Show that a helicoid is a regular surface. Let $S = \{(u\cos v, u\sin v, v): 0<v<2\pi, -\infty<u<+\infty\}.$ Show that S is a regular surface.
$\newcommand{\D}{\mathrm{d}}$
I'm using DoCarmo's book, Differential Geometry of Curves and Surfaces. For $S \subset \mathbb{R}^3$ to be a regular surface, we would need for each $p \in S$, there exists a neighborhood $V$ in $\mathbb{R}^3$ and a map $\mathbb{x}: \to V \cap S$ of an open set $U \subset \mathbb{R}^2$ onto $V \cap S \subset \mathbb{R}^3$ such that $\mathbb{x}$ is differentiable (i.e., its component functions have continuous partial derivatives of all orders in $U$), $\mathbb{x}$ is a homeomorphism (i.e., it has a continuous inverse), and for each $q \in U$, the differential $\mathrm{d}\mathbb{x}_q: \mathbb{R}^2 \to \mathbb{R}^3$ is one-to-one.
Is this definition equivalent to showing that the vectors $\mathbb{x}_u$ and $\mathbb{x}_v$, where $\mathbb{x}(u,v) = (u\cos v, u \sin v, v)$ are linearly independent? If so, isn't that quite trivial?
If not, can someone show me why not, and explain what we can do?
 A: Showing that $\mathbf x_u$ and $\mathbf x_v$ are linearly independent everywhere is not quite enough; if you look closely at the definition of regular surface, you'll see that you also have to show that $\mathbf x$ is a homeomorphism onto its image. (In this case, for all points in $S$ we can take $U=\mathbb R^2$ and $V=\mathbb R^3$, so $V\cap S = S$.) 
To show that $\mathbb x$ is a homeomorphism onto its image, you can construct a continuous inverse explicitly. Define $\phi\colon S\to \mathbb R^2$ by 
$$
\phi(x,y,z) = 
\begin{cases}
\left(\dfrac{x}{\cos z},z\right), & \cos z \ne 0,\\[2ex]

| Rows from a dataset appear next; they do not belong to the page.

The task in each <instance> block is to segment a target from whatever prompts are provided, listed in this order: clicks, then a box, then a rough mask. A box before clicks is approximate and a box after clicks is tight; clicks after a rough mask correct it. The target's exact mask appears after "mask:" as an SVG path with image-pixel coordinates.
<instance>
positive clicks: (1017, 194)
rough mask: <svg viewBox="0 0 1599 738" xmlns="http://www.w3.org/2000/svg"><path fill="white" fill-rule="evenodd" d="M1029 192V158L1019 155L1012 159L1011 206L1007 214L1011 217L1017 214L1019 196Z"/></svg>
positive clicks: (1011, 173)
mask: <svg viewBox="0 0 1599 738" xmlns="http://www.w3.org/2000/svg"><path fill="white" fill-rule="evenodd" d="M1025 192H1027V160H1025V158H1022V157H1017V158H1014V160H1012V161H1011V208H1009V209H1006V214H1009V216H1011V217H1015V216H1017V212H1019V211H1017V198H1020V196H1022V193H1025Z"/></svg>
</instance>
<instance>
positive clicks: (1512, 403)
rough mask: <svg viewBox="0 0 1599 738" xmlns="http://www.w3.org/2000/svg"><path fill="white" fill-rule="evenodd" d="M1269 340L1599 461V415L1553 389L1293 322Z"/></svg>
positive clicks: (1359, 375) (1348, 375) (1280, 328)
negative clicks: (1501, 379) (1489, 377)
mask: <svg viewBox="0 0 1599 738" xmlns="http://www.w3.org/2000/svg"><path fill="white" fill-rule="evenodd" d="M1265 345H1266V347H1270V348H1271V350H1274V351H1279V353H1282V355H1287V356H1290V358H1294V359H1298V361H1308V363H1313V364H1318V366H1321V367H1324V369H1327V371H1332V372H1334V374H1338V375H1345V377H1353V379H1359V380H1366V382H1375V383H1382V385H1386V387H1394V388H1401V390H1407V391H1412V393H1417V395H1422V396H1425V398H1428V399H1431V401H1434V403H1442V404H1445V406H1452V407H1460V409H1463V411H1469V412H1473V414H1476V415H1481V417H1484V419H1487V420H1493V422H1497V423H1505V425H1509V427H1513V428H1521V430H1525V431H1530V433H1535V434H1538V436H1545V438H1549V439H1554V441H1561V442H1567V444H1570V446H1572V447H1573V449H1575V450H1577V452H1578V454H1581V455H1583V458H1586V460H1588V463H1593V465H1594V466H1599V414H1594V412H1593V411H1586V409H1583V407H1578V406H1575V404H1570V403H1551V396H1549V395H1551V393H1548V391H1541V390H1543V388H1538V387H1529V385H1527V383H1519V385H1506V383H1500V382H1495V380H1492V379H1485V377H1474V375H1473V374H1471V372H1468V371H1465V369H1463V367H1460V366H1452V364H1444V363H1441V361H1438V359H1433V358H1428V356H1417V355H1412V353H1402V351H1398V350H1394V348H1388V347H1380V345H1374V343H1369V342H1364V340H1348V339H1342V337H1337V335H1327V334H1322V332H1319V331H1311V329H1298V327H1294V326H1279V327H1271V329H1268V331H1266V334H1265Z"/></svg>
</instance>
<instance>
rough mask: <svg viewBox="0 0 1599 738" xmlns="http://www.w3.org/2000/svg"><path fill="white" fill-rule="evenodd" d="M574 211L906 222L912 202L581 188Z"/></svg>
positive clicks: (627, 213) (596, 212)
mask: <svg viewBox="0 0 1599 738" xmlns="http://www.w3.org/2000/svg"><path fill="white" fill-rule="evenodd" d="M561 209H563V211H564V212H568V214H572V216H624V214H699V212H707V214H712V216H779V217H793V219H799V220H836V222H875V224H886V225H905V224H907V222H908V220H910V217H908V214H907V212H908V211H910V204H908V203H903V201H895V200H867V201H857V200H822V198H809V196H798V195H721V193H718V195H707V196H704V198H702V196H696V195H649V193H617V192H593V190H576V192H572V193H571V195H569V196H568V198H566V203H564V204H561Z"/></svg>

\left(\dfrac{y}{\sin z},z\right), & \sin z \ne 0.
\end{cases}
$$
The two formulas for $\phi$ agree where they overlap, and at every point of $S$ either $\cos z$ or $\sin z$ is nonzero, so $\phi$ is globally defined and continuous. You can show by computation that $\phi\circ \mathbf x(u,v) = (u,v)$ for all $(u,v)\in\mathbb R^2$, and $\mathbf x\circ\phi(x,y,z) = (x,y,z)$ for all $(x,y,z)\in S$. Thus $\phi$ is a continuous inverse for $\mathbf x$, hence $\mathbf x$ is a homeomorphism onto its image.